Bilateral corneal clouding is the earliest hallmark sign of MPS-IV. Unlike in other metabolic causes of corneal opacification, it is owing to preferential accumulation of abnormal material in the corneal epithelium as opposed to other corneal layers.
Slit-lamp recognition of isolated epitheliopathy however is difficult owing to limited collaboration in children.
Herein, we report the case of a 12-year-old boy with developmental and intellectual delay, subcortical neurodegeneration, periventricular leukomalacia, and hypoplastic corpus callosum. His ocular findings included progressive bilateral diffuse corneal clouding with normal intraocular pressures, optic atrophy, and retinal degeneration. Anterior segment optical coherence tomography (OCT; Bioptigen EnvisuTM, Leica Microsystems, Wetzlar, Germany; anterior segment probe) revealed increased corneal thickness of 636 µm (normal: 540 µm), increased epithelial thickness of 7 µm (normal: 3–4 µm), and epithelial hyperreflectivity bilaterally (Fig. 1A–B). The stroma and Descemet's membrane/endothelial complex were unremarkable. OCT findings raised our clinical suspicion and helped the medical genetics team orient their diagnostic evaluation toward MPS-IV. Metabolic work-up revealed hypergastrinemia (550 ng/L; normal: 0–115 ng/L), suggesting achlorhydria. Exome sequencing and Sanger confirmation in the trio identified 2 MCOLN1 gene compound heterozygote variants (NM_020533.2:c.694A>C; NM_001008537.2:c.964C>T), consistent with MPS-IV.
Fig. 1Corneal optical coherence tomography images. (A) The right cornea of our patient with mucolipidosis type IV displays a thickened hyperreflective epithelium measuring 7.2 µm (normal: ∼4 µm). (B) The epithelium in a normal cornea displaying normal reflectivity and thickness is shown for comparison. E, epithelium; s, stroma; DM/e, Descemet/endothelium complex.

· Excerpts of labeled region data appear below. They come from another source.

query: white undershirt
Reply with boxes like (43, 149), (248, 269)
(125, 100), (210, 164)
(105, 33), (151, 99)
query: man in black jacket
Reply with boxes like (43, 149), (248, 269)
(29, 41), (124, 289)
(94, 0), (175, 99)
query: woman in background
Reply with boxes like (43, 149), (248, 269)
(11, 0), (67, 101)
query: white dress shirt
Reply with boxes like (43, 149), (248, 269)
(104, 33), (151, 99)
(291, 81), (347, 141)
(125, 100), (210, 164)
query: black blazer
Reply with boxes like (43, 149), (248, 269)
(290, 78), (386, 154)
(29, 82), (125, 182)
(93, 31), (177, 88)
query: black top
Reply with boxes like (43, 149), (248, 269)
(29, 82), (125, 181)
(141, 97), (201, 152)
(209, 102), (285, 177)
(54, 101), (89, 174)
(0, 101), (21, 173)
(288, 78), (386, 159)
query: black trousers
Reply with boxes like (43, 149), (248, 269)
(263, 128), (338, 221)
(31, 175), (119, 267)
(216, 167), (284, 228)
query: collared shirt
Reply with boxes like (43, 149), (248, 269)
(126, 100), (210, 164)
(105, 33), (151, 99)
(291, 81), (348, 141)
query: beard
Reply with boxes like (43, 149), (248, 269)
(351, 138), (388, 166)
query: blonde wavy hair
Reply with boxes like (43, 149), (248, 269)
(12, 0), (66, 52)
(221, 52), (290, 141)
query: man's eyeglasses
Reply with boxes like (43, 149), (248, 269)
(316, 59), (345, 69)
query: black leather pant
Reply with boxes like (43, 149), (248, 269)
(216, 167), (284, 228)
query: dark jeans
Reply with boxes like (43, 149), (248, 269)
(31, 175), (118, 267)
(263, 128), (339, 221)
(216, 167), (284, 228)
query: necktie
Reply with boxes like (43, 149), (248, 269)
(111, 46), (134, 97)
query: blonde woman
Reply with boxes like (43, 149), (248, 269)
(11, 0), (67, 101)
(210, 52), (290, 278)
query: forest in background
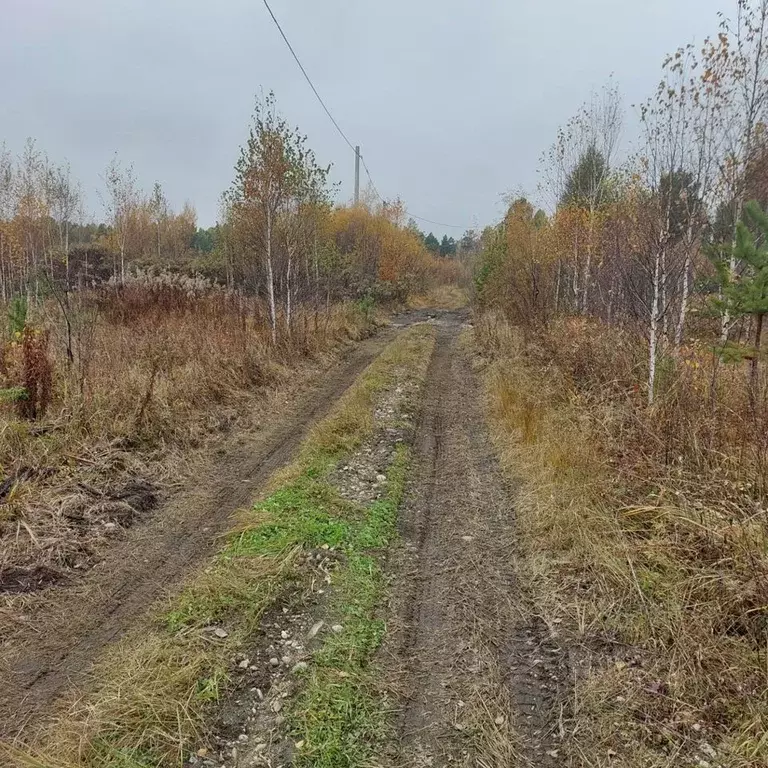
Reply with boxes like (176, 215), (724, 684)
(475, 0), (768, 766)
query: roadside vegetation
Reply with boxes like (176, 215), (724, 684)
(0, 95), (464, 600)
(0, 326), (434, 768)
(475, 0), (768, 768)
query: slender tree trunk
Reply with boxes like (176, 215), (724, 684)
(659, 247), (669, 341)
(675, 249), (691, 352)
(648, 247), (662, 405)
(749, 312), (763, 410)
(285, 248), (292, 336)
(267, 208), (277, 344)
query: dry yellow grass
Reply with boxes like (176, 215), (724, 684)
(0, 285), (374, 570)
(0, 326), (434, 768)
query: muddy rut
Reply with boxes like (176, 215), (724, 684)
(0, 312), (426, 739)
(382, 317), (564, 768)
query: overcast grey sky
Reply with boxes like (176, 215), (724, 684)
(0, 0), (736, 234)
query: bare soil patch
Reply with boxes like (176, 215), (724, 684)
(0, 316), (410, 738)
(381, 315), (567, 768)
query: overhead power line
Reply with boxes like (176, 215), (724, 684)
(263, 0), (467, 234)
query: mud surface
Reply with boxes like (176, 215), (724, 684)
(381, 316), (567, 768)
(0, 312), (426, 738)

Anterior segment OCT is a fast, noninvasive test that can be performed at bedside or in an office to capture cross-sectional images of the cornea, allowing easy visualization and measurement of the different corneal layers. In children with corneal clouding, OCT can facilitate the identification of specific pathologic changes, especially in cases with challenging slit-lamp examination. Corneal epithelial thickening and hyperreflectivity in an overall thickened cornea with normal stroma and endothelium corresponds to the histopathologic findings described in MPS-IV.

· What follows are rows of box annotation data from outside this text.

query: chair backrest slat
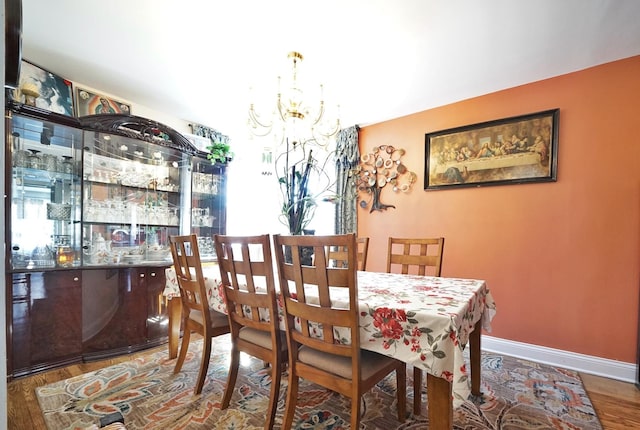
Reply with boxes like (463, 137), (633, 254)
(387, 237), (444, 276)
(169, 234), (211, 328)
(214, 235), (278, 340)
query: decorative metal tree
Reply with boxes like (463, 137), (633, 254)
(355, 145), (418, 213)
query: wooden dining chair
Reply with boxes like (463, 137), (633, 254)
(387, 237), (444, 415)
(213, 234), (287, 429)
(169, 234), (230, 394)
(273, 234), (407, 429)
(327, 237), (369, 270)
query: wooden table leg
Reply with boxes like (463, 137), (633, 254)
(427, 373), (453, 430)
(469, 318), (482, 396)
(168, 297), (182, 358)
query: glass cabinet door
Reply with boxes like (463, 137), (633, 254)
(82, 131), (184, 266)
(191, 157), (227, 259)
(7, 113), (82, 270)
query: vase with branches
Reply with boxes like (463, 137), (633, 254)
(275, 140), (335, 235)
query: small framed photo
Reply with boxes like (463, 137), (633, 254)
(13, 60), (73, 116)
(76, 88), (131, 117)
(424, 109), (560, 190)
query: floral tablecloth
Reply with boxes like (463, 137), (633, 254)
(164, 266), (496, 405)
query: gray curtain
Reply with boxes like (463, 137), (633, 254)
(335, 125), (360, 234)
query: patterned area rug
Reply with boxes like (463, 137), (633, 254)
(36, 335), (602, 430)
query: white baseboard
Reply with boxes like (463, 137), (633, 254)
(481, 335), (638, 383)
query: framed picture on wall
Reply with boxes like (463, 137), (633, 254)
(13, 60), (73, 116)
(424, 109), (560, 190)
(76, 88), (131, 117)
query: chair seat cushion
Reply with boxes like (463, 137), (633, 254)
(189, 309), (229, 327)
(298, 346), (394, 380)
(238, 327), (287, 351)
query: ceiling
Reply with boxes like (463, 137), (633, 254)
(17, 0), (640, 138)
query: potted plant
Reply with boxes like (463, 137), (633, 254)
(275, 142), (335, 235)
(207, 139), (234, 163)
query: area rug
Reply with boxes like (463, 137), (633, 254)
(36, 335), (602, 430)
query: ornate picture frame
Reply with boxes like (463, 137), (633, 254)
(424, 109), (560, 190)
(13, 60), (73, 116)
(76, 88), (131, 117)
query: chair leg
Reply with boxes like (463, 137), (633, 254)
(220, 345), (240, 409)
(282, 369), (298, 429)
(396, 365), (407, 423)
(173, 322), (191, 374)
(193, 336), (211, 395)
(351, 396), (363, 429)
(264, 361), (282, 430)
(413, 367), (422, 415)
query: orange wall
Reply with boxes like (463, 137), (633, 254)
(358, 56), (640, 362)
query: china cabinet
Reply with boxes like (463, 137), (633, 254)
(5, 100), (226, 377)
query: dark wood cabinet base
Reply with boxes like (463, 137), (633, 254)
(6, 267), (169, 379)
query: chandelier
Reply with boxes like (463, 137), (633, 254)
(247, 52), (340, 148)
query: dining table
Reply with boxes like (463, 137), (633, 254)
(163, 263), (496, 430)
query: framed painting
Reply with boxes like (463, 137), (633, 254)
(424, 109), (560, 190)
(76, 88), (131, 117)
(13, 60), (73, 116)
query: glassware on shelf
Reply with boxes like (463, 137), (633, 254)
(60, 155), (73, 174)
(27, 149), (42, 169)
(42, 154), (58, 172)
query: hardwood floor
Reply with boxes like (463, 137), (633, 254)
(7, 345), (640, 430)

Their recognition can guide genetic testing, enable timely diagnosis, and prevent unnecessary corneal transplantation. Indeed, these patients’ visual potential is frequently limited by poor retinal and optic nerve function, and corneal clouding tends to rapidly recur in the graft.

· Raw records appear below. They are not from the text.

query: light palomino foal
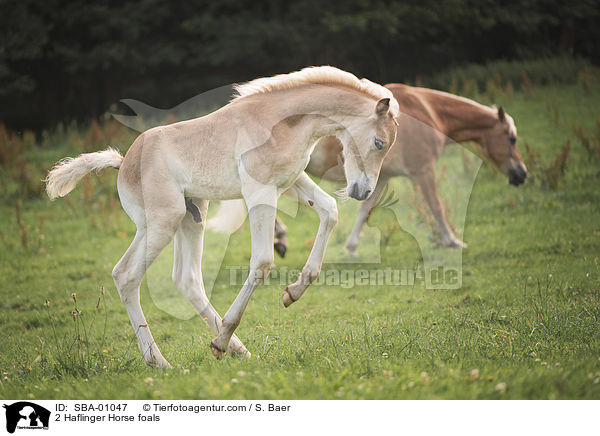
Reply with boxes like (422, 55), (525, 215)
(47, 67), (398, 367)
(275, 84), (527, 254)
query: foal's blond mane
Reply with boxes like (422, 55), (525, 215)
(232, 65), (400, 116)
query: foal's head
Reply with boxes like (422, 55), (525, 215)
(340, 98), (397, 200)
(481, 106), (527, 186)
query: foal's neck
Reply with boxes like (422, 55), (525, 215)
(279, 85), (375, 139)
(430, 92), (498, 142)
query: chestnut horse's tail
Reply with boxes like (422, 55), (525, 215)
(43, 147), (123, 200)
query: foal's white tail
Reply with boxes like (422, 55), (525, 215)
(44, 147), (123, 200)
(206, 200), (246, 233)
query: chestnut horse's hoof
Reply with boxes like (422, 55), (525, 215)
(283, 288), (296, 307)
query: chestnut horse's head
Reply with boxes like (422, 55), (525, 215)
(481, 106), (527, 186)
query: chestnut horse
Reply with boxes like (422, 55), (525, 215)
(275, 84), (527, 255)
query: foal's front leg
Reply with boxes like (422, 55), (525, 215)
(283, 173), (338, 307)
(210, 195), (277, 359)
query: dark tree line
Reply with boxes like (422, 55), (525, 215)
(0, 0), (600, 129)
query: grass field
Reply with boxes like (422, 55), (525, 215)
(0, 83), (600, 399)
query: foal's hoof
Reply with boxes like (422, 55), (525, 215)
(210, 341), (225, 360)
(273, 242), (287, 259)
(283, 288), (296, 307)
(229, 348), (252, 360)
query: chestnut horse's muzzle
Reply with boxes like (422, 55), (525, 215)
(508, 162), (527, 186)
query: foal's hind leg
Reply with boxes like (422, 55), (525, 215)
(274, 217), (287, 258)
(113, 187), (185, 368)
(283, 173), (338, 307)
(346, 175), (389, 256)
(210, 190), (277, 359)
(173, 206), (250, 357)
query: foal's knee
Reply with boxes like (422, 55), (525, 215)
(112, 264), (138, 303)
(250, 253), (275, 280)
(322, 196), (338, 229)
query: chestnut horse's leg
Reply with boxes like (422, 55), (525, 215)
(412, 166), (467, 248)
(173, 200), (250, 357)
(283, 173), (338, 307)
(346, 175), (389, 256)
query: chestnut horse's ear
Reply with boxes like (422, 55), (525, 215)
(375, 98), (390, 117)
(498, 106), (504, 121)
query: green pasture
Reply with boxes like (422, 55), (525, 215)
(0, 80), (600, 399)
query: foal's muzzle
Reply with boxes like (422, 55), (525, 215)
(508, 162), (527, 186)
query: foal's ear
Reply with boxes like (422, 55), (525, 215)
(498, 106), (505, 121)
(375, 98), (390, 117)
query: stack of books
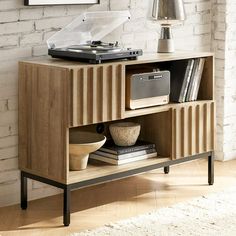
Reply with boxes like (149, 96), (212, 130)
(169, 58), (205, 102)
(89, 140), (157, 165)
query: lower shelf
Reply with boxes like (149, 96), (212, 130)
(67, 157), (170, 184)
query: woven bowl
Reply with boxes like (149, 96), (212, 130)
(109, 122), (141, 146)
(69, 131), (106, 170)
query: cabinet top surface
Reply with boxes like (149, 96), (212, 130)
(21, 51), (214, 69)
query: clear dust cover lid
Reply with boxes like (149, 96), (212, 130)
(47, 10), (131, 49)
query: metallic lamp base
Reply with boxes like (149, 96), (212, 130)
(157, 39), (175, 53)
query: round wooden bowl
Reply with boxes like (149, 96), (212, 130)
(109, 122), (141, 146)
(69, 131), (106, 170)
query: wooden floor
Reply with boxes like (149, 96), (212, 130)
(0, 160), (236, 236)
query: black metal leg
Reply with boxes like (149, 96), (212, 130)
(208, 152), (214, 185)
(63, 186), (71, 226)
(164, 166), (170, 174)
(20, 172), (27, 210)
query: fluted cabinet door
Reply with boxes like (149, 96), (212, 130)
(172, 102), (215, 159)
(71, 64), (125, 127)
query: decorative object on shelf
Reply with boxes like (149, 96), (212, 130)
(24, 0), (100, 6)
(152, 0), (186, 53)
(69, 131), (106, 170)
(109, 122), (141, 146)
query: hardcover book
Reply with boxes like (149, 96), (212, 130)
(94, 148), (156, 160)
(89, 152), (157, 165)
(99, 140), (155, 155)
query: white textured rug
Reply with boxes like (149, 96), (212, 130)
(72, 188), (236, 236)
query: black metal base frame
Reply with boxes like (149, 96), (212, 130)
(21, 152), (214, 226)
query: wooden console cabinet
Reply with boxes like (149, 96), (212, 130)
(19, 52), (215, 226)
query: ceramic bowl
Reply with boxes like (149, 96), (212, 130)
(69, 131), (106, 170)
(109, 122), (141, 146)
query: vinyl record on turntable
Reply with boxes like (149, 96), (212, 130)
(47, 11), (143, 64)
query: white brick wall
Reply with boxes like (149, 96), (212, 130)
(0, 0), (212, 206)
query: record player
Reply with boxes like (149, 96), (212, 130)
(47, 11), (143, 64)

In other causes of progressive bilateral diffuse corneal opacification in an older child, including mucolipidosis type II and mucopolysaccharidoses types I-H, I-S, IV, and VI, abnormal material predominantly accumulates in stromal keratocytes, with relative sparing of epithelial and endothelial cells.
This suggests that anterior segment OCT can be useful in distinguishing this disease entity from other causes of corneal clouding with normal intraocular pressures in younger children as well. Unlike MPS-IV, these pathologies—including congenital stromal corneal dystrophy, corneal hereditary endothelial dystrophy, posterior polymorphous corneal dystrophy, Peter's anomaly, and forceps injury—all demonstrate normal corneal epithelial thickness and reflectivity.